In a rare event due to the NBA lockout, the Smart Ultimate All-Star Weekend took place at the Smart Araneta Coliseum. Marcio scored 9 points in their game against the Smart All-Stars (Kobe Bryant, JaVale McGee, Kevin Durant, James Harden, Tyreke Evans, Derrick Williams, Derrick Rose, Chris Paul, and Derek Fisher).

===Team achievements===
- 2011 William Jones Cup participant (Smart Gilas Pilipinas)
- 2011 William Jones Cup 3rd-place finish (Smart Gilas Pilipinas)
- 2011 Southeast Asian Basketball Championships participant (Smart Gilas Pilipinas)
- 2011 Southeast Asian Basketball Championships 1st-place finish (Smart Gilas Pilipinas)
- 2011 FIBA Asia Champions Cup participant (Smart Gilas Pilipinas)
- 2011 FIBA Asia Champions Cup 4th-place finish (Smart Gilas Pilipinas)
- 2011 PBA Commissioner's Cup participant (Smart Gilas Pilipinas)
- 2011 PBA Commissioner's Cup 3rd-place finish (Smart Gilas Pilipinas)
- 2010 Asian games participant (Smart Gilas Pilipinas)
- 2010 Asian games 6th-place finish (Smart Gilas Pilipinas)
- 2010 MVP Champions Cup participant (Smart Gilas Pilipinas)
- 2010 MVP Champions Cup 1st-place finish (Smart Gilas Pilipinas)
- 2010 FIBA Asia Stanković Cup participant (Smart Gilas Pilipinas)
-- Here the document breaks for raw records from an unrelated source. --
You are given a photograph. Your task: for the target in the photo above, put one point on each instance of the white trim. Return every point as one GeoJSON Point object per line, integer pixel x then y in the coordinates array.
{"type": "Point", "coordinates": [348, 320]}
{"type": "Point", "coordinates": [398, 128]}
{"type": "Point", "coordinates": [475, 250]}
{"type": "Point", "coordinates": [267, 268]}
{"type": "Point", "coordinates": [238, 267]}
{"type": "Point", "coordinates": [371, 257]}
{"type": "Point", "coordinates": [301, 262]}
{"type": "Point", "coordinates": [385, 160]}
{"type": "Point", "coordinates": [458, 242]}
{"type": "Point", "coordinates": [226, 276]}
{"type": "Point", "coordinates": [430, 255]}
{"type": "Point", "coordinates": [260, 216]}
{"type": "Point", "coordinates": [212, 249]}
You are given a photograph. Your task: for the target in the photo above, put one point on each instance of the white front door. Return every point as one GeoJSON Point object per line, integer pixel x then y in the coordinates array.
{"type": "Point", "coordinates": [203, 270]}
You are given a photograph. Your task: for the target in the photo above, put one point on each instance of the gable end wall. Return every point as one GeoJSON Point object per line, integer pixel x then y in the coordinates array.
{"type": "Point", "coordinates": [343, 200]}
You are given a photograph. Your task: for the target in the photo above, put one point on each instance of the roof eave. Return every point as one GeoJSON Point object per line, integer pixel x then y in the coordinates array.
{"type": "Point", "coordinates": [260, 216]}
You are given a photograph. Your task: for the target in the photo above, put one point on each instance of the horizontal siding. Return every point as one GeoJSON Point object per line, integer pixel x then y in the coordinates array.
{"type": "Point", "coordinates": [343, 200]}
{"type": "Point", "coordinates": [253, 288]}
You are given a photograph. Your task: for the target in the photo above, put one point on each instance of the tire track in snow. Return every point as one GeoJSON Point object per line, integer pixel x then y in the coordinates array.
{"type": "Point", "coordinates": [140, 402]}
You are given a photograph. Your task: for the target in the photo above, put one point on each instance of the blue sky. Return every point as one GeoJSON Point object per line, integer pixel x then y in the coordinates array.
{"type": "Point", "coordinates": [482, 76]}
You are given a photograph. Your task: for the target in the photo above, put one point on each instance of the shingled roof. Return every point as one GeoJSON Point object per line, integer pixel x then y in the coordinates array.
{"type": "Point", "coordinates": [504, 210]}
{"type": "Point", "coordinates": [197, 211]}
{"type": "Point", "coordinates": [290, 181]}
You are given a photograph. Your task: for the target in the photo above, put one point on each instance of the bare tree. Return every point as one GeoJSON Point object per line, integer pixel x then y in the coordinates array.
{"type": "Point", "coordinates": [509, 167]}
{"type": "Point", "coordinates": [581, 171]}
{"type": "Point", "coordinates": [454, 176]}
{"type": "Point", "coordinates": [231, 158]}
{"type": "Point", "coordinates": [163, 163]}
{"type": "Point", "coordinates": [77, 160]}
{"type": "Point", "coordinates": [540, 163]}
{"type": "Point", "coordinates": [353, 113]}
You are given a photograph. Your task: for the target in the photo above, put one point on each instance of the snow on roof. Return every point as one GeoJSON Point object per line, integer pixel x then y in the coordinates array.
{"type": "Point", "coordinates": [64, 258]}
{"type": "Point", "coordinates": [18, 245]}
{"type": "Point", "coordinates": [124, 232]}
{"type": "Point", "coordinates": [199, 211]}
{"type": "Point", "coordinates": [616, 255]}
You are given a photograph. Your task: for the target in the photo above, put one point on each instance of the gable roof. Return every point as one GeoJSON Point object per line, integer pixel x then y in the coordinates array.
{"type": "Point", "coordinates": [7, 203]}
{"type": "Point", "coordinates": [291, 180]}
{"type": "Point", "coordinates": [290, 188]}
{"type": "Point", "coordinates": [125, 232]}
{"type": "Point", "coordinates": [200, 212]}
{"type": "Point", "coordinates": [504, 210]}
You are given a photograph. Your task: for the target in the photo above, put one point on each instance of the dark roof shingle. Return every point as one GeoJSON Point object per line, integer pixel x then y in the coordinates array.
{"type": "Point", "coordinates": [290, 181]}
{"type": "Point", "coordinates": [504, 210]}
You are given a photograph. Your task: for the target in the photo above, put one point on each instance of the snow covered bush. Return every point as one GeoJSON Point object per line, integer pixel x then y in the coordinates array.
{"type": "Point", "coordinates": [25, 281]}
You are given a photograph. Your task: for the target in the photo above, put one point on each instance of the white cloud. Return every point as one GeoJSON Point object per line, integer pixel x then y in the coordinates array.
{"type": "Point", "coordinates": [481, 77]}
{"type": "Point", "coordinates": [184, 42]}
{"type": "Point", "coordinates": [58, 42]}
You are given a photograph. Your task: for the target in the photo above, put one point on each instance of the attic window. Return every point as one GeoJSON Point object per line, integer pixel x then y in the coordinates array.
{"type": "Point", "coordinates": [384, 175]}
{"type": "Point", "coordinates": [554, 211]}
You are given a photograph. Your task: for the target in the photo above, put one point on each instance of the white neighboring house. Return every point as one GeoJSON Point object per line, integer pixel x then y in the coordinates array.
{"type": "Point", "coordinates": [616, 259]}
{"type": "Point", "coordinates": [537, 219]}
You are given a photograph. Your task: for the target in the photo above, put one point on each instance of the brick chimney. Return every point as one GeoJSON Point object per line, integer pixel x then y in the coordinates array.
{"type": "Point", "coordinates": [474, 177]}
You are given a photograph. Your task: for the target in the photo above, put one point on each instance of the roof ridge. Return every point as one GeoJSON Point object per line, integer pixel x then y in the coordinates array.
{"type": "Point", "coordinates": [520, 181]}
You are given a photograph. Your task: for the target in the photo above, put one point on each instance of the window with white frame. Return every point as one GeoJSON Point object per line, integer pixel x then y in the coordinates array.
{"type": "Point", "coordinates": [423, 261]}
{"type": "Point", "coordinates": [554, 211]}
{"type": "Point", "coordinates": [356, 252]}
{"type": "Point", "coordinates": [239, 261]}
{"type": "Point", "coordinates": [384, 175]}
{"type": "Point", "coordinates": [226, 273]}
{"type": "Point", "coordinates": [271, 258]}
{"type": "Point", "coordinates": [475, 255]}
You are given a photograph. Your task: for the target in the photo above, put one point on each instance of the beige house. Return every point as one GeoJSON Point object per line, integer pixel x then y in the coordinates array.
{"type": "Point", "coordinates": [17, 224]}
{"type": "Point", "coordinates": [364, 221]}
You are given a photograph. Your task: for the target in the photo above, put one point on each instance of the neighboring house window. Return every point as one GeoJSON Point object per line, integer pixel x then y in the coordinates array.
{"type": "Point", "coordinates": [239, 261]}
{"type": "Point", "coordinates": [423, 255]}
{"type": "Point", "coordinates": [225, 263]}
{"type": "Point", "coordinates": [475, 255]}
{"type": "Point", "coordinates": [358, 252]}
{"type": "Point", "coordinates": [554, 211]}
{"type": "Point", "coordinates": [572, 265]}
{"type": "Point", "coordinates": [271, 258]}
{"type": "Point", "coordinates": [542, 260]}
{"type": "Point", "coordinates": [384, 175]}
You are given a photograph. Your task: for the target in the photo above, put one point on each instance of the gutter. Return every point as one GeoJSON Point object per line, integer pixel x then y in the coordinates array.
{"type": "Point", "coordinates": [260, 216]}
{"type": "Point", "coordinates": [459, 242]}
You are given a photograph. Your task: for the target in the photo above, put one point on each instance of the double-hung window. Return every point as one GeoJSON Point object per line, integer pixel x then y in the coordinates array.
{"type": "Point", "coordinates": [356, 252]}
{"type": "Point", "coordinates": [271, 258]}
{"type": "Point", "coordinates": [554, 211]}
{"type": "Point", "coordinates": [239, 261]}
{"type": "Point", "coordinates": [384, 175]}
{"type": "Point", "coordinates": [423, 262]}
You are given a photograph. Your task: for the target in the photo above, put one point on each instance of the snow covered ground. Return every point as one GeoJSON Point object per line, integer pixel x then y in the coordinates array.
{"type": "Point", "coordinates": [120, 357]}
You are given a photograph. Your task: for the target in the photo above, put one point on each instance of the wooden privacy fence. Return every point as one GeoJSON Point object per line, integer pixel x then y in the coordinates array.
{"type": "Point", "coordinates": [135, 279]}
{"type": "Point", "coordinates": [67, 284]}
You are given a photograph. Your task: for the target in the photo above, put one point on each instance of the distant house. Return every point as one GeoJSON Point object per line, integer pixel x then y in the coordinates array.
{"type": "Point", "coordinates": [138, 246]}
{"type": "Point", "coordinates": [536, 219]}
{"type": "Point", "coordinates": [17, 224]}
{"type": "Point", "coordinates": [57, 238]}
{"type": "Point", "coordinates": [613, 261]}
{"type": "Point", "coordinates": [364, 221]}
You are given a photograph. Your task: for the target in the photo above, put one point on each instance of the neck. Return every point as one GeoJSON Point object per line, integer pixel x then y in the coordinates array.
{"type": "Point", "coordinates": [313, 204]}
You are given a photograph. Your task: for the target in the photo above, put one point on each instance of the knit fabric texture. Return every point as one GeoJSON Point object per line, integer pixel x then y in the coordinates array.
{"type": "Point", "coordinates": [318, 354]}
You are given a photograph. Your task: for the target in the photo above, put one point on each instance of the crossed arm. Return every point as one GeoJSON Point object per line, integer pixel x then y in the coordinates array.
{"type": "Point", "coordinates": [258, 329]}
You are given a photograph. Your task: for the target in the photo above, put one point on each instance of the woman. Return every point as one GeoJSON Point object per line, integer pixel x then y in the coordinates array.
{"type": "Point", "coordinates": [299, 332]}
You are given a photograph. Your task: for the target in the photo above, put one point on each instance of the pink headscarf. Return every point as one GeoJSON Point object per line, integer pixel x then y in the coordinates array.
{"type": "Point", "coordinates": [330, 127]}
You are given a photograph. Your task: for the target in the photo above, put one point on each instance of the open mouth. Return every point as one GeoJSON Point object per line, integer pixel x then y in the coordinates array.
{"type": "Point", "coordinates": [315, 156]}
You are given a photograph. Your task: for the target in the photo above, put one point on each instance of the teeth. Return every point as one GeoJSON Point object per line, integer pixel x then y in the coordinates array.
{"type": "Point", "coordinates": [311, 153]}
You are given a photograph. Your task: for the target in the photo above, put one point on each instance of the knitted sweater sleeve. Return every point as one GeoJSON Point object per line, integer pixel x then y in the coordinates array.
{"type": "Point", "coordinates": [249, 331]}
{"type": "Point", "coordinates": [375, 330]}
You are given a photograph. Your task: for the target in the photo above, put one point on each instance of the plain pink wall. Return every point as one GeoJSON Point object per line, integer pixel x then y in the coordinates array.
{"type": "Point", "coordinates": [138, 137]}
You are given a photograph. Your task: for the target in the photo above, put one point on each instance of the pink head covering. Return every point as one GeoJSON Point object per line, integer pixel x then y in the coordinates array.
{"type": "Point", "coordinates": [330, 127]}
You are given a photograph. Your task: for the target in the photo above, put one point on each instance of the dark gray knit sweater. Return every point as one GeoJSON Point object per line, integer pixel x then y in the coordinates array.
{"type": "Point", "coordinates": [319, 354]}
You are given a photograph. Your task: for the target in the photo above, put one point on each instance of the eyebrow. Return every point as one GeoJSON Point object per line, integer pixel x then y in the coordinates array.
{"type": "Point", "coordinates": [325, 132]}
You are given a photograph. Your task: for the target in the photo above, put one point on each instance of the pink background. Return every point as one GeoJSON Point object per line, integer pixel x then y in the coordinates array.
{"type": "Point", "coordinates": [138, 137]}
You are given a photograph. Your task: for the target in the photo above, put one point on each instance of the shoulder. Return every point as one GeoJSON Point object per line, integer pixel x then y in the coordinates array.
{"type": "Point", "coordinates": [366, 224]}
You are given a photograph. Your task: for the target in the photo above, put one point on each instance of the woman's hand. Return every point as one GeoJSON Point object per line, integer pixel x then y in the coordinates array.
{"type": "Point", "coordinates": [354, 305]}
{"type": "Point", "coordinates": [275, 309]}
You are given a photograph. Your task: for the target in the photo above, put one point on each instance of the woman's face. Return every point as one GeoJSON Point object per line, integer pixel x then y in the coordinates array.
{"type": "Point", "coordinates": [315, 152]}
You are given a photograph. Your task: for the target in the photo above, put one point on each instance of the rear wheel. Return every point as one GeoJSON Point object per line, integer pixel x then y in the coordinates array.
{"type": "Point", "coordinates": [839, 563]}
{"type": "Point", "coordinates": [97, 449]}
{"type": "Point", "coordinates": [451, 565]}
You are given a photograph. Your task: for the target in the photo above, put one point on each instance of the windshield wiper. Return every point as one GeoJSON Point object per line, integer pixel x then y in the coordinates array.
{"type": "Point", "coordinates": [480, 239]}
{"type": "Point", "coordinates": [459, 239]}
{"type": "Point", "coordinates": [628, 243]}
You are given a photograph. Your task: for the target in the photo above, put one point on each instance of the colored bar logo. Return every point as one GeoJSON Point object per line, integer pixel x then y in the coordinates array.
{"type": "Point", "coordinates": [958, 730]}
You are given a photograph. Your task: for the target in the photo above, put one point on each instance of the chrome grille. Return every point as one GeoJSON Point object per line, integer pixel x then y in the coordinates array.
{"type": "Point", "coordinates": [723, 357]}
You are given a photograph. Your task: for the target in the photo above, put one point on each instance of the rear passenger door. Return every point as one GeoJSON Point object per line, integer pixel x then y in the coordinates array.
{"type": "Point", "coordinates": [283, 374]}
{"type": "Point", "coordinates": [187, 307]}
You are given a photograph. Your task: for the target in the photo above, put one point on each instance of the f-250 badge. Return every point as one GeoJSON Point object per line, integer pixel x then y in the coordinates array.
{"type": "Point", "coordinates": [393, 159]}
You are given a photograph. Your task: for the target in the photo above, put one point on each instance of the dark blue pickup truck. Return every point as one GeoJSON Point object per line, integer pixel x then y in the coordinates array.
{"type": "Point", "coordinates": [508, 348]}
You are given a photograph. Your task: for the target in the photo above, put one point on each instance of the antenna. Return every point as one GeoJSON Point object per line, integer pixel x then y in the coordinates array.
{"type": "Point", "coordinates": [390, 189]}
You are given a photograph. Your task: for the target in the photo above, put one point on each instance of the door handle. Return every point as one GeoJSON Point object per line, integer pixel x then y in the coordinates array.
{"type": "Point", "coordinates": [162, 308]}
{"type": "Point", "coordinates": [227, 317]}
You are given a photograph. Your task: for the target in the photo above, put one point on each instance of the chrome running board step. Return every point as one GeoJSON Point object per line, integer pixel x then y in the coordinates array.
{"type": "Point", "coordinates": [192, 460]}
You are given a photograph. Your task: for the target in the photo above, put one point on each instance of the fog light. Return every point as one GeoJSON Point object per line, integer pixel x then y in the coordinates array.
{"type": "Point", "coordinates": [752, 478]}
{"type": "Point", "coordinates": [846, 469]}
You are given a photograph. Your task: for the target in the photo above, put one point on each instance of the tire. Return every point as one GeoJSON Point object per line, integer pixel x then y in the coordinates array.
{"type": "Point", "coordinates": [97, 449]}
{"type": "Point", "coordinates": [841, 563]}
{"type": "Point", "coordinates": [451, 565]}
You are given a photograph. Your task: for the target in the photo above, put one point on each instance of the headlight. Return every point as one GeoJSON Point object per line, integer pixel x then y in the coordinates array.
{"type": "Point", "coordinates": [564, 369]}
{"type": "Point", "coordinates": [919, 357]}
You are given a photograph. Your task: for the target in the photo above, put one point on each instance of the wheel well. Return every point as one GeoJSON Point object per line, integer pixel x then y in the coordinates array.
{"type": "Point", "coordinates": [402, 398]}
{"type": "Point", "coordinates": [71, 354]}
- 2010 FIBA Asia Stanković Cup 4th-place finish (Smart Gilas Pilipinas)

==Personal life==
Marcio was born on May 16, 1987, in San Francisco. His mother is Alexandria Eshabarr, whose father is from Santiago, Ilocos Sur. He has an older brother named Jolinko who is the Boys' Varsity Head Basketball Coach at George Washington High School (San Francisco). He currently lives in Manila with his US-born Filipina wife, Jerlyn Lassiter (née Pangilinan) and their five children, Montaé Izaiyah, Myles Elaijah, Marcel Josaiah, Melo Zekaiah and Jhenyne Malaiyah Leinani. Lassiter graduated with a Bachelor of Science degree in Kinesiology. His family is also related to the Filipino comedian Joey Guila, who has been the mainstay opener for Jo Koy.